Umgang mit Geweihten

  • Recht und Gerechtigkeit sind nicht identisch, und wenn ich mich recht entsinne (ich habe nicht nachgeschaut) sind Praioten dem (geltenden) Rest verpflichtet.

    Da kann man doch seinen Charakter wunderbar differenzieren und Hadern lassen: ist Praios nicht der Gerechtigkeit und die Praioskirche dem Recht verpflichtet?

    Ich mag sowas :D

  • Ich finde es macht Geweihte schon fehlbar, so ein Kodex macht sie besonders fehlbar, jedenfalls dann, wenn es ein umfassender (z.B. der der Rondrianer^^) ist, denn der Geweinte verlässt seinen Tempel, Kopf und Herz voll mit Idealen und Geboten, was gut und richtig ist und wie er sich verhalten soll, egal, was kommt - und dann kommt etwas, die Realität, die nicht zulässt, alle diese Gebote und Pflichten gleichermaßen und gleichzeitig in jeder Situation zu erfüllen.
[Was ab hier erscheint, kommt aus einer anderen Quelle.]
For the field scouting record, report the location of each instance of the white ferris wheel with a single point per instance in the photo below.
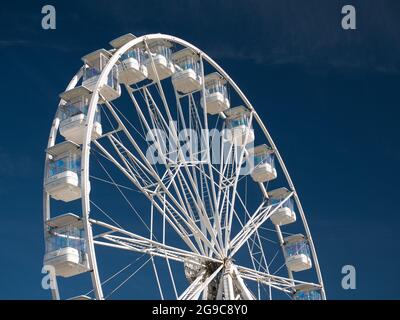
(161, 181)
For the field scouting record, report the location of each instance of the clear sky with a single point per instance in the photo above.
(329, 97)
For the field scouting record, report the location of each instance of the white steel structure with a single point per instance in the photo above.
(158, 184)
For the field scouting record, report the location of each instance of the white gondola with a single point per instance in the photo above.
(262, 164)
(161, 55)
(131, 68)
(216, 94)
(187, 76)
(297, 253)
(238, 129)
(73, 115)
(63, 171)
(285, 214)
(306, 292)
(66, 246)
(192, 269)
(95, 62)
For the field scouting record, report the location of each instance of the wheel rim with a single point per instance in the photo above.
(212, 249)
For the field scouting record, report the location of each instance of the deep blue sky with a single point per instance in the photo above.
(330, 99)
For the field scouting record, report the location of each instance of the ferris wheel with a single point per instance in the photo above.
(162, 181)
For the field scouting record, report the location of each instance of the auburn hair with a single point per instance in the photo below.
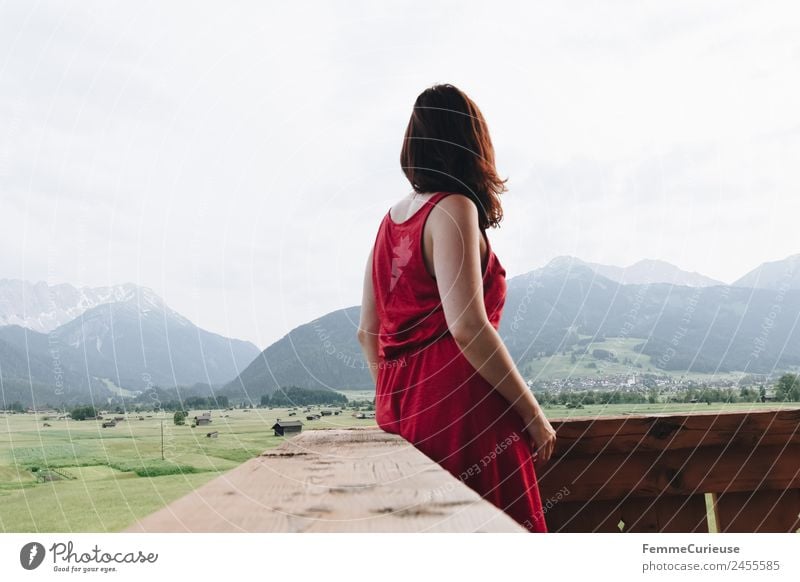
(447, 148)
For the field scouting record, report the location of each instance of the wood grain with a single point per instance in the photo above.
(343, 480)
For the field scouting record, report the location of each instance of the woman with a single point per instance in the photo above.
(433, 296)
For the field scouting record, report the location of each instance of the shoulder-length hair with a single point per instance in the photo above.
(447, 148)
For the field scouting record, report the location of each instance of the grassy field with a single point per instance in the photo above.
(558, 365)
(105, 478)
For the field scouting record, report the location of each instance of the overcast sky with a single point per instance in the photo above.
(237, 157)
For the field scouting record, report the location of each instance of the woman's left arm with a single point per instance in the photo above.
(368, 326)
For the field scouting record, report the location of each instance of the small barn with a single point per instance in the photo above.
(287, 427)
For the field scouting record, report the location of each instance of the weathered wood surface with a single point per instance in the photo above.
(344, 480)
(651, 472)
(667, 432)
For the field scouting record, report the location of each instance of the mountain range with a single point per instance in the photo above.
(59, 343)
(704, 328)
(124, 340)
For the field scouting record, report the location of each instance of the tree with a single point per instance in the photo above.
(788, 388)
(83, 412)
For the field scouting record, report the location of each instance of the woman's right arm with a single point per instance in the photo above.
(455, 239)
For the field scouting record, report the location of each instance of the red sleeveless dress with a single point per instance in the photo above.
(428, 392)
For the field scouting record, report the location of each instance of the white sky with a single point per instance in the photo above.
(237, 158)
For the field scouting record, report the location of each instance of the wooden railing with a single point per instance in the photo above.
(739, 472)
(726, 472)
(342, 480)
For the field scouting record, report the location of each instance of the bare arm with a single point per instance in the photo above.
(455, 237)
(368, 326)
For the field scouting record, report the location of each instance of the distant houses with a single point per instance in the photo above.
(203, 419)
(287, 427)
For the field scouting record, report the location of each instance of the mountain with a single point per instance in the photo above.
(321, 354)
(553, 309)
(42, 307)
(645, 272)
(118, 348)
(775, 275)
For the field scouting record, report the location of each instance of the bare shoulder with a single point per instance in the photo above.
(456, 210)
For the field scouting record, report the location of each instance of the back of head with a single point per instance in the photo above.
(447, 148)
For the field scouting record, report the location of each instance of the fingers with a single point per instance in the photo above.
(543, 453)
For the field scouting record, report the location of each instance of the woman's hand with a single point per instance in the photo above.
(543, 438)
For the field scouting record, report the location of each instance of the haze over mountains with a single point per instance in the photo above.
(705, 328)
(66, 344)
(124, 340)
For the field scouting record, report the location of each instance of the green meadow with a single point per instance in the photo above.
(75, 476)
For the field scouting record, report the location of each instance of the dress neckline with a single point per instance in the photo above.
(413, 216)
Er wird damit konfrontiert, dass Idealen nachstreben eine schwere Last sein kann, weil mann sie voraussichtlich eben nicht immer erfüllen kann, egal, wie sehr man bestrebt ist, das zu tun, immer und immer wieder.
    Denn man selber ist nur ein Mensch mit endlichen Kräften und Möglichkeiten und Schwächen.

    Geweihte sind fehlbar, aber wenn sie direkte Adjutanten und Gesandte des Gottes sind, von diesem absolut durchleuchtet und geprüft, dann fehlt eben auch der Gott ständig oder nimmt Kollateral-Schäden abwinkend in Kauf. Diese Sicht mag ich nicht teilen. Ebenso wenig sehe ich Geweihte als isolierte Tempelkinder. Ich denke viele von denen haben durchaus einen sehr realen und pragmatischen Bezug zum Leben. Das was du beschreibst wären für mich weltfremde Klosterkinder.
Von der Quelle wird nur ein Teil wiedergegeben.